What changed, Kavanaugh said, was the September 11 terror attacks. The country was at war and he thought President George W. Bush should be shielded from controversy while trying to perform his duties.
Kavanaugh says that September 11 changed his perspective on the power of the presidency, and persuaded him the president should be above any sort of investigation that might interfere with their duties pic.twitter.com/zZVF5NqF1q— Aaron Rupar (@atrupar) September 5, 2018
"Seeing President Bush when he came into the Oval Office on September 12, 2001 in the morning," Kavanaugh reflected. "President Bush said this will not happen again. He was of single minded focus every morning for the next seven years."
His answer did not placate Sen. Dianne Feinstein (D-CA). On Sunday, she told an audience at the Year of the Woman luncheon in Santa Barbara that Trump likes to hold himself “above the law,” and Kavanaugh would go right along with it.

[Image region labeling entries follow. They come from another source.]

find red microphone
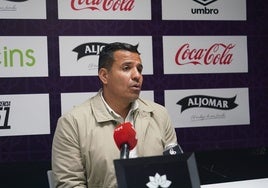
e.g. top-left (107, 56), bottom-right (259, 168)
top-left (114, 122), bottom-right (137, 159)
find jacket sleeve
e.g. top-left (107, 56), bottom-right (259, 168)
top-left (52, 114), bottom-right (87, 188)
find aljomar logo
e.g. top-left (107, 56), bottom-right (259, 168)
top-left (176, 95), bottom-right (238, 112)
top-left (191, 0), bottom-right (219, 14)
top-left (0, 101), bottom-right (11, 129)
top-left (0, 46), bottom-right (36, 67)
top-left (73, 42), bottom-right (107, 60)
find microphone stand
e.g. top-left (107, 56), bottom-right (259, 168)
top-left (120, 144), bottom-right (129, 159)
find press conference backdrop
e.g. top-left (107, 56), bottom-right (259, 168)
top-left (0, 0), bottom-right (268, 162)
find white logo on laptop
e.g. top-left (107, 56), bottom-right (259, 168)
top-left (146, 173), bottom-right (172, 188)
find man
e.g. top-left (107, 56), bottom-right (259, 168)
top-left (52, 43), bottom-right (177, 188)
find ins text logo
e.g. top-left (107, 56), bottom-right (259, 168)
top-left (0, 46), bottom-right (36, 67)
top-left (0, 101), bottom-right (11, 129)
top-left (71, 0), bottom-right (135, 11)
top-left (191, 0), bottom-right (219, 14)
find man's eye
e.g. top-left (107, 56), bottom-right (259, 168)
top-left (123, 66), bottom-right (130, 71)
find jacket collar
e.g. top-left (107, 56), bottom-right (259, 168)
top-left (92, 90), bottom-right (153, 123)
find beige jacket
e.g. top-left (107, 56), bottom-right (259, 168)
top-left (52, 92), bottom-right (177, 188)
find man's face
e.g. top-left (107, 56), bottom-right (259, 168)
top-left (104, 50), bottom-right (143, 102)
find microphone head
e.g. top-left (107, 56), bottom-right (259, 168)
top-left (114, 122), bottom-right (137, 150)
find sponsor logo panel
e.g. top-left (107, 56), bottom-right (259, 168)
top-left (58, 0), bottom-right (151, 20)
top-left (165, 88), bottom-right (250, 128)
top-left (163, 36), bottom-right (248, 74)
top-left (0, 36), bottom-right (48, 77)
top-left (162, 0), bottom-right (247, 21)
top-left (0, 94), bottom-right (50, 136)
top-left (59, 36), bottom-right (153, 76)
top-left (61, 91), bottom-right (154, 114)
top-left (0, 0), bottom-right (46, 19)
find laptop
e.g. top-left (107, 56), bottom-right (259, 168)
top-left (114, 153), bottom-right (200, 188)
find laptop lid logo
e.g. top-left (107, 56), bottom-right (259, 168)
top-left (146, 173), bottom-right (172, 188)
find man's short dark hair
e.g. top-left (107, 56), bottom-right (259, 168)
top-left (98, 42), bottom-right (140, 71)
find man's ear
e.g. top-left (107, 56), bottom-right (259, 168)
top-left (99, 68), bottom-right (108, 84)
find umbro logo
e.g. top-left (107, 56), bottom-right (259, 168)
top-left (193, 0), bottom-right (217, 6)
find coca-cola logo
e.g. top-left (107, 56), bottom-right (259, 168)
top-left (175, 43), bottom-right (235, 65)
top-left (71, 0), bottom-right (135, 11)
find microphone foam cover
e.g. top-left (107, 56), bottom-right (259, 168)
top-left (114, 122), bottom-right (137, 150)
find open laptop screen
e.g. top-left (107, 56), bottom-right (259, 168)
top-left (114, 153), bottom-right (200, 188)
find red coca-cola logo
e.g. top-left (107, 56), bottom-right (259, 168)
top-left (71, 0), bottom-right (135, 11)
top-left (175, 43), bottom-right (235, 65)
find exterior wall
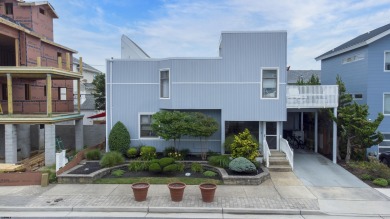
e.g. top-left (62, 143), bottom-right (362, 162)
top-left (367, 35), bottom-right (390, 133)
top-left (321, 47), bottom-right (371, 104)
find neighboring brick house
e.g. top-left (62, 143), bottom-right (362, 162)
top-left (0, 0), bottom-right (83, 165)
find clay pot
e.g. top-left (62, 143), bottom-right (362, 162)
top-left (199, 183), bottom-right (217, 202)
top-left (168, 182), bottom-right (186, 202)
top-left (131, 183), bottom-right (150, 202)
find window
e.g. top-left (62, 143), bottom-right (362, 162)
top-left (385, 51), bottom-right (390, 71)
top-left (261, 69), bottom-right (278, 98)
top-left (343, 53), bottom-right (364, 64)
top-left (383, 93), bottom-right (390, 115)
top-left (24, 84), bottom-right (31, 100)
top-left (139, 114), bottom-right (158, 138)
top-left (1, 84), bottom-right (8, 100)
top-left (58, 87), bottom-right (66, 100)
top-left (5, 3), bottom-right (14, 14)
top-left (160, 70), bottom-right (170, 99)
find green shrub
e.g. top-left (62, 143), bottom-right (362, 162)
top-left (208, 155), bottom-right (230, 168)
top-left (111, 170), bottom-right (125, 177)
top-left (149, 163), bottom-right (161, 173)
top-left (100, 151), bottom-right (125, 167)
top-left (231, 129), bottom-right (260, 161)
top-left (85, 149), bottom-right (102, 160)
top-left (229, 157), bottom-right (257, 173)
top-left (372, 178), bottom-right (389, 187)
top-left (223, 135), bottom-right (234, 154)
top-left (191, 162), bottom-right (203, 173)
top-left (128, 161), bottom-right (149, 172)
top-left (108, 122), bottom-right (130, 154)
top-left (140, 146), bottom-right (156, 160)
top-left (360, 173), bottom-right (373, 181)
top-left (126, 148), bottom-right (138, 158)
top-left (163, 147), bottom-right (176, 157)
top-left (163, 164), bottom-right (179, 173)
top-left (203, 170), bottom-right (218, 177)
top-left (158, 157), bottom-right (175, 168)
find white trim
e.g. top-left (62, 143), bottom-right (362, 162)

He believes Trump is an "oligarch."
“The president believes he is above the law," she said. "And this nominee believes this president cannot be investigated, cannot be tried.”
Feinstein added that if moderate Republican Sens. Susan Collins (ME) and Lisa Murkowski (AK) don't come through and vote against the nominee, he will be confirmed.
Other Democrats have pointed out that Kavanaugh once questioned the court ruling in Nixon vs. United States. But, the nominee debunked that theory at last week's hearings too, noting that he has called that court case one of the most important in history.